When I spotted this yellow-barred jawfish while exploring a rubble area in Triton Bay, in far eastern Indonesia, I stopped to see if a...

When I spotted this yellow-barred jawfish while exploring a rubble area in Triton Bay, in far eastern Indonesia, I stopped to see if a photographic opportunity would present itself.

Photo by Marty Snyderman

Photo by Marty Snyderman

After a few minutes the jawfish begin cleaning its burrow. The fish repeatedly disappeared into its burrow before emerging with a mouthful of coral rubble and other debris that it spit out after rising above the opening and extending its body an inch or so forward. At first I thought it was a one-time thing, and that I had missed my opportunity to capture the house-cleaning behavior. But the jawfish kept working away, and I decided to see if I could capture the behavior.
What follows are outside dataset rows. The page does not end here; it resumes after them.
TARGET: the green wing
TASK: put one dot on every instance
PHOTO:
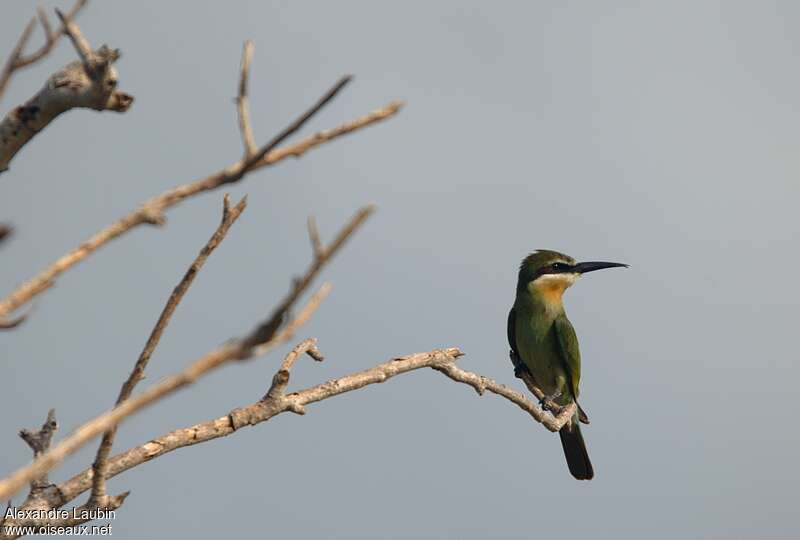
(570, 351)
(512, 331)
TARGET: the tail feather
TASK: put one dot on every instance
(575, 451)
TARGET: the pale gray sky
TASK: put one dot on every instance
(663, 135)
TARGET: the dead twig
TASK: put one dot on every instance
(243, 101)
(18, 60)
(151, 212)
(229, 217)
(109, 419)
(259, 342)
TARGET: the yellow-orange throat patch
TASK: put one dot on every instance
(551, 287)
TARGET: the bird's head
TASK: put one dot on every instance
(547, 274)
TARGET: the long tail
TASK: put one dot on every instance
(575, 451)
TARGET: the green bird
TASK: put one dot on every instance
(544, 343)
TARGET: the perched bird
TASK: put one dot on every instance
(544, 343)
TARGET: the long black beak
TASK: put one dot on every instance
(591, 266)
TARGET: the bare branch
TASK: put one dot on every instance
(292, 128)
(229, 217)
(259, 342)
(39, 441)
(80, 43)
(265, 409)
(277, 401)
(109, 419)
(243, 101)
(264, 333)
(151, 212)
(313, 236)
(281, 379)
(12, 62)
(91, 83)
(51, 38)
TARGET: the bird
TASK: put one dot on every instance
(544, 343)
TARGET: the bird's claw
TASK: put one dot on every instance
(547, 402)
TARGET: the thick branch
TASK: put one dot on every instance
(90, 83)
(442, 360)
(259, 342)
(91, 429)
(152, 211)
(229, 217)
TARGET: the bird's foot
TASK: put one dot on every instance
(547, 402)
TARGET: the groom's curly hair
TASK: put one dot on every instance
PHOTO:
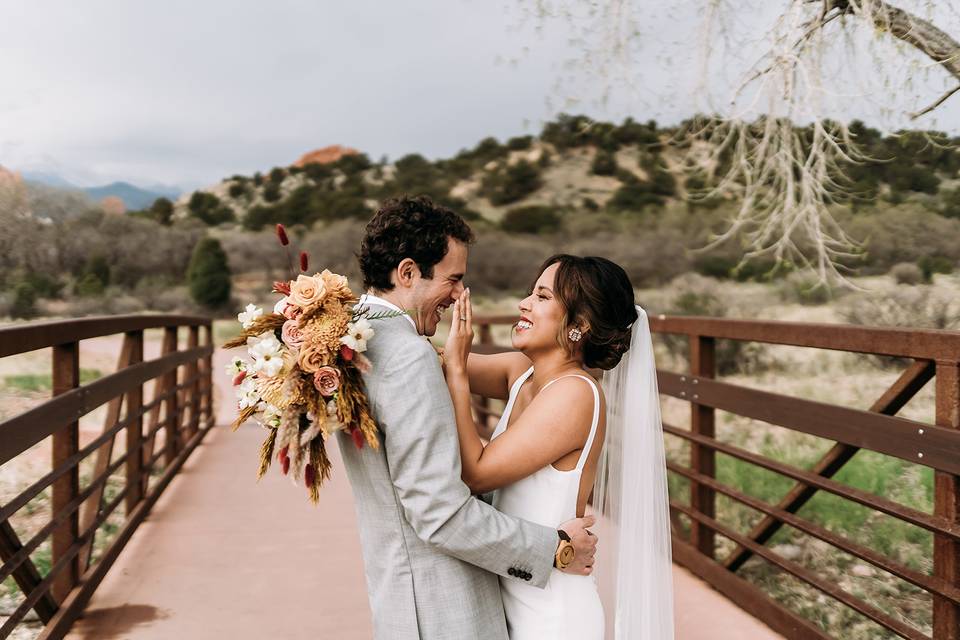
(408, 227)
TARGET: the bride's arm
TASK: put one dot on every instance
(556, 422)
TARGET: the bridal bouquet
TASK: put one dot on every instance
(301, 380)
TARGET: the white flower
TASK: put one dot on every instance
(357, 335)
(267, 353)
(332, 423)
(237, 365)
(247, 394)
(281, 305)
(247, 317)
(271, 414)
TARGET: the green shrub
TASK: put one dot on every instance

My camera system was set up with a 100mm macro lens. The lens has a relatively short minimum focusing distance so I saw the potential to create a compelling photograph if I could get close enough to the burrow without spooking the jawfish. So, as I often do when hoping to get extremely close to animals without interrupting a behavior or causing the animal to turn away, I slowly backed away from the burrow and hovered a few inches from the seafloor.

Next, as I slowly settled into position, I focused on some debris that was about 18 inches (46 cm) from my camera. That is about as close as I thought I could get without disrupting behavior. Given my desire to use an ISO of 160, I also set my strobe power and f-stop to what I thought would be the correct settings. In this case the highly reflective rubble and sand bottom allowed me to close my aperture down to f-27, a setting that helped me maximize my depth-of-field. Closing down my aperture played a critical role in helping keep the fish and the debris within my depth-of-field (the area within the bounds of acceptable focus) because I could not be certain of the precise place where the action would take place.

Next I took a test shot of a nearby section of reef and evaluated the resulting histogram to see if I needed to make an adjustment or if I thought my exposure would be correct. Setting my camera controls and getting my strobes into the desired position before I got into my shooting position helped me minimize any movements that might frighten the fish. Then I ever so slowly inched my way forward.

Once in position I made sure that I was focused about 1 inch (2.54 cm) in front of the burrow so that when the jawfish extended its body out of the opening, I would be focused in the right place. At that point I had to be patient. Very patient. Luckily, after a few “spits” in the wrong direction, my patience and strategy paid off. The jawfish aimed in my direction and I got my opportunity, and the resulting shot.